Dynamic tissue-specific H2Bub1 is required for human and mouse cardiogenesis

Barish S, Drozd J, Berg K, Berglund-Brown I, Khizir L, Wasson L, Seidman C, Seidman J, Chen S, Brueckner M.
Preprint from
Research Square
1 April 2022
PPR
PPR476451
Abstract
De novo variants affecting the core complex required for monoubiquitination of histone H2B (H2Bub1) are enriched in human congenital heart disease. H2Bub1 is an enigmatic chromatin modification required in stem cell differentiation, cilia function, post-natal cardiomyocyte maturation and transcriptional elongation. However, it is still unknown how H2Bub1 affects cardiogenesis (heart structure formation), which is distinct from cardiomyocyte maturation and underlies congenital heart disease. Here we show that the RNF20-core complex (RNF20-RNF40-UBE2B) is required for cardiogenesis in mouse embryos and is essential for differentiation of human iPSCs into cardiomyocytes. Mice with cardiac-specific deletion of Rnf20 are e12.5 lethal, have thinned myocardium, a deficient ventricular septum, and abnormal cardiac sarcomere organization.
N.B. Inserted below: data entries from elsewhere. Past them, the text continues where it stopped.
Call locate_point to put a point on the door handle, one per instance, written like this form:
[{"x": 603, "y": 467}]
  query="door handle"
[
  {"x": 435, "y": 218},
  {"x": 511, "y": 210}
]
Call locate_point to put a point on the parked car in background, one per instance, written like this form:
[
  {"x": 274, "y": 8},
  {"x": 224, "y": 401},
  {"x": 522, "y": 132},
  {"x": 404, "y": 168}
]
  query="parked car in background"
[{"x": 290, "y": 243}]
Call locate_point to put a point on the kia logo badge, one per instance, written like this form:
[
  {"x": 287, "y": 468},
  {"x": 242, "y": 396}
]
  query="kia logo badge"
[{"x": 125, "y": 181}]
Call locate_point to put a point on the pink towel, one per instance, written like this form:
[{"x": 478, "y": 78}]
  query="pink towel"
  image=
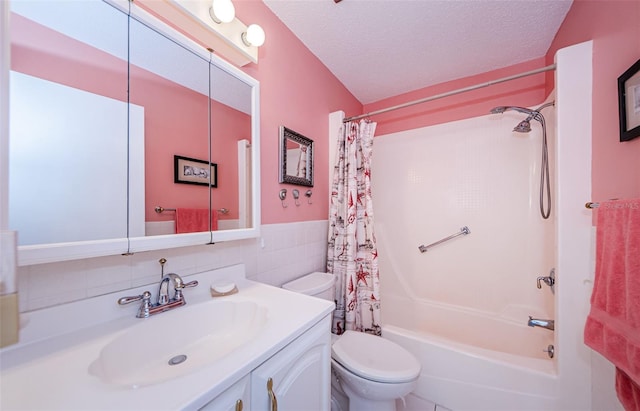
[
  {"x": 194, "y": 220},
  {"x": 613, "y": 324}
]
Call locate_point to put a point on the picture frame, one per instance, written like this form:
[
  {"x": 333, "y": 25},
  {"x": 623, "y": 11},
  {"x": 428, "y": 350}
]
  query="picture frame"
[
  {"x": 629, "y": 102},
  {"x": 295, "y": 158},
  {"x": 193, "y": 171}
]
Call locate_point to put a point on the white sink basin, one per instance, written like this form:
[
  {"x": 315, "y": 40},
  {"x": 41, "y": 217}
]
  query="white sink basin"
[{"x": 177, "y": 342}]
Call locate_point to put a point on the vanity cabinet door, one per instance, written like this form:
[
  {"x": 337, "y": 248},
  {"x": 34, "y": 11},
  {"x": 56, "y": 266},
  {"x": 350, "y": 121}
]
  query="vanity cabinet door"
[
  {"x": 299, "y": 374},
  {"x": 235, "y": 398}
]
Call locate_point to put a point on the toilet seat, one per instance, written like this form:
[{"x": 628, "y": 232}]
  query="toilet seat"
[{"x": 375, "y": 358}]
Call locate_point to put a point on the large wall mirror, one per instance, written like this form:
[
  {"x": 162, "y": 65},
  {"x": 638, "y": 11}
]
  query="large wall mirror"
[{"x": 103, "y": 98}]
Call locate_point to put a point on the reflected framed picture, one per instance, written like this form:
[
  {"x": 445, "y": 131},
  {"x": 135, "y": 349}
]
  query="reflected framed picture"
[
  {"x": 629, "y": 102},
  {"x": 193, "y": 171}
]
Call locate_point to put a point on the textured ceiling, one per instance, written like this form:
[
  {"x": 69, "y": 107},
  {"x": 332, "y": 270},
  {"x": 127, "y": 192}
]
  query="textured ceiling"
[{"x": 382, "y": 48}]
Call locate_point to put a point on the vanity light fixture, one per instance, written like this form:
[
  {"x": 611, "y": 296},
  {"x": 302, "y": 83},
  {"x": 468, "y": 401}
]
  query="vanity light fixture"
[
  {"x": 202, "y": 21},
  {"x": 254, "y": 36},
  {"x": 222, "y": 11}
]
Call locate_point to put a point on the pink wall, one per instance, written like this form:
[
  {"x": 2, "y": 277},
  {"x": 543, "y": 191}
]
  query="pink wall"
[
  {"x": 299, "y": 92},
  {"x": 527, "y": 91},
  {"x": 614, "y": 27}
]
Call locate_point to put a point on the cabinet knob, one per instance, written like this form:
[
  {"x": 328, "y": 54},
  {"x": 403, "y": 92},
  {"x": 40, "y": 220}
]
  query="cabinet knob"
[{"x": 272, "y": 395}]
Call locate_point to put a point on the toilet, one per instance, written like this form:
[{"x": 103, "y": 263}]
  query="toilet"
[{"x": 369, "y": 372}]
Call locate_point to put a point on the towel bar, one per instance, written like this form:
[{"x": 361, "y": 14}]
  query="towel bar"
[{"x": 160, "y": 209}]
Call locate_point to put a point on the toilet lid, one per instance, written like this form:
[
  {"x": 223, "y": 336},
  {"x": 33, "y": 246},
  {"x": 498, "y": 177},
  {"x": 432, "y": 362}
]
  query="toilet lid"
[{"x": 375, "y": 358}]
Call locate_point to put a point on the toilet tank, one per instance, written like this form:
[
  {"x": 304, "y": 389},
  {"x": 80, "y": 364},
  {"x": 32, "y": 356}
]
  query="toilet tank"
[{"x": 317, "y": 284}]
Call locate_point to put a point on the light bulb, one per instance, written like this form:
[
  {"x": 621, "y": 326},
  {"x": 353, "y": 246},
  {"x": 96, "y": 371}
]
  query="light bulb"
[
  {"x": 254, "y": 36},
  {"x": 222, "y": 11}
]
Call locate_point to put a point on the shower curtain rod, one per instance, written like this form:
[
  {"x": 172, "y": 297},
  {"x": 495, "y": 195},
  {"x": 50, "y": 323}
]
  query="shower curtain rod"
[{"x": 453, "y": 92}]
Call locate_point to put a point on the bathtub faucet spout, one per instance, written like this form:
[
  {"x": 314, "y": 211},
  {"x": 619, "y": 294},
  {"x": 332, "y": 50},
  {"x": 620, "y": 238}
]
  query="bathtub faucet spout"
[{"x": 536, "y": 322}]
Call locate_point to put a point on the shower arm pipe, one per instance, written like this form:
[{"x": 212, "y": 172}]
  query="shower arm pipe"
[
  {"x": 451, "y": 93},
  {"x": 463, "y": 231}
]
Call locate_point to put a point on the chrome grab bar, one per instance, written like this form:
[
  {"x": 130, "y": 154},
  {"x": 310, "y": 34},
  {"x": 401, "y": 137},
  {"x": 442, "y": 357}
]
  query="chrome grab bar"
[{"x": 463, "y": 231}]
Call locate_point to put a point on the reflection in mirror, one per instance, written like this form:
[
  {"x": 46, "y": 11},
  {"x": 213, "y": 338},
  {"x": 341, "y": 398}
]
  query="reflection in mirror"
[
  {"x": 82, "y": 134},
  {"x": 296, "y": 158},
  {"x": 171, "y": 82},
  {"x": 68, "y": 135},
  {"x": 231, "y": 148}
]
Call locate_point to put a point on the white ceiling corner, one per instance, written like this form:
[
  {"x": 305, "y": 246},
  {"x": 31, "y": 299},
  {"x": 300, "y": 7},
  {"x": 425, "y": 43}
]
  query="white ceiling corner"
[{"x": 382, "y": 48}]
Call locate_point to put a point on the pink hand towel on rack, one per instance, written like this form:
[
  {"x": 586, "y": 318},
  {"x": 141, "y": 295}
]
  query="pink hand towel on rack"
[
  {"x": 194, "y": 220},
  {"x": 613, "y": 324}
]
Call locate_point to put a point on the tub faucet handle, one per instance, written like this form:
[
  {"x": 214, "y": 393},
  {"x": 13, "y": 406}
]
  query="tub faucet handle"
[{"x": 549, "y": 280}]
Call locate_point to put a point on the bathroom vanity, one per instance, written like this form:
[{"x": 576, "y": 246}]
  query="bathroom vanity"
[{"x": 260, "y": 346}]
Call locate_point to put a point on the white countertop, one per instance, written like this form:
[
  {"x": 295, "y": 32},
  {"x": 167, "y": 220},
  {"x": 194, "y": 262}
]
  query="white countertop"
[{"x": 49, "y": 368}]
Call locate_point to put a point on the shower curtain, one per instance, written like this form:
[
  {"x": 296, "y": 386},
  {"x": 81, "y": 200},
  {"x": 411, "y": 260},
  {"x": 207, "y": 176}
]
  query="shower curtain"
[{"x": 352, "y": 252}]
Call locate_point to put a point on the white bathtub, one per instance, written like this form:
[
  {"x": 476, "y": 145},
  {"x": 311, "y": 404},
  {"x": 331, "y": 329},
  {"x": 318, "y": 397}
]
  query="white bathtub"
[{"x": 474, "y": 362}]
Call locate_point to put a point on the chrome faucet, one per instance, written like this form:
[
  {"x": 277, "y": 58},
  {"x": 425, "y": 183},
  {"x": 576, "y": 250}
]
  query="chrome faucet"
[
  {"x": 536, "y": 322},
  {"x": 164, "y": 303}
]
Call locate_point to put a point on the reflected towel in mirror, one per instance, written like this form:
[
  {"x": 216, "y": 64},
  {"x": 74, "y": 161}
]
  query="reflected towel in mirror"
[{"x": 194, "y": 220}]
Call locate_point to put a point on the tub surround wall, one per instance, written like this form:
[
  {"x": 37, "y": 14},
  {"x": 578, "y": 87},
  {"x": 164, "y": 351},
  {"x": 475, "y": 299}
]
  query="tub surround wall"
[
  {"x": 282, "y": 253},
  {"x": 429, "y": 182}
]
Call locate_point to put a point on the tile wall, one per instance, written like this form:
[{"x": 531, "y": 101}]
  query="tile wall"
[{"x": 282, "y": 253}]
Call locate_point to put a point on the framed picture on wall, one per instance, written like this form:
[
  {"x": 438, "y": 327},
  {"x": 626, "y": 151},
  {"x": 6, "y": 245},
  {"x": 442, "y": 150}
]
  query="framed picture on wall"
[
  {"x": 629, "y": 102},
  {"x": 192, "y": 171}
]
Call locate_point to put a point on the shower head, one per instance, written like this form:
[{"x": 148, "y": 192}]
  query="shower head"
[
  {"x": 502, "y": 109},
  {"x": 524, "y": 126}
]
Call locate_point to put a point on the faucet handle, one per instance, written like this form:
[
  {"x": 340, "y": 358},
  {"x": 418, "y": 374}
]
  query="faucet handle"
[
  {"x": 133, "y": 299},
  {"x": 179, "y": 287},
  {"x": 190, "y": 284},
  {"x": 145, "y": 297}
]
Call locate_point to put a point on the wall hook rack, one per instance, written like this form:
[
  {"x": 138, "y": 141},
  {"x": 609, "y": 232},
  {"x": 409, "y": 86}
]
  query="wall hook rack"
[{"x": 296, "y": 195}]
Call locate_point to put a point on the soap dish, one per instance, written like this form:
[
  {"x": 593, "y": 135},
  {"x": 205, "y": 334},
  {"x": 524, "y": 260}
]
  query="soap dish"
[{"x": 221, "y": 290}]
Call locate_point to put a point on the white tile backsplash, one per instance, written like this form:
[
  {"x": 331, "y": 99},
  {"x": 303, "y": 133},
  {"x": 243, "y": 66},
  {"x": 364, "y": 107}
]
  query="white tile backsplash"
[{"x": 290, "y": 250}]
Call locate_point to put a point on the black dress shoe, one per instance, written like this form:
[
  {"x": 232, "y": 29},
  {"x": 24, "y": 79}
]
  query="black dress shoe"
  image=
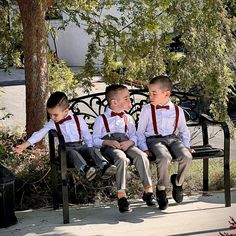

We analyzed H2Bub1 marks during the time course of differentiation of human iPSCs into cardiomyocytes, and demonstrated that H2Bub1 marks are erased from a majority of genes at the transition from cardiac mesoderm to cardiac progenitor cells, but are preserved on a subset of long cardiac-specific genes. Sarcomeric gene expression is dependent on normal H2Bub1 both in mice and in human iPSC-derived cardiomyocytes. Finally, we identify an accumulation of H2Bub1 near the center of tissue-specific genes in human cardiomyocytes, mouse embryonic fibroblasts, and human fetal osteoblasts associated with transcriptional elongation efficiency that is absent in UBE2B knock-out H2Bub1-deficient cardiomyocytes. In summary, normal H2Bub1 distribution is required for cardiac morphogenesis and cardiomyocyte differentiation, and we propose that H2Bub1 regulates tissue-specific gene expression by increasing the efficiency of transcriptional elongation.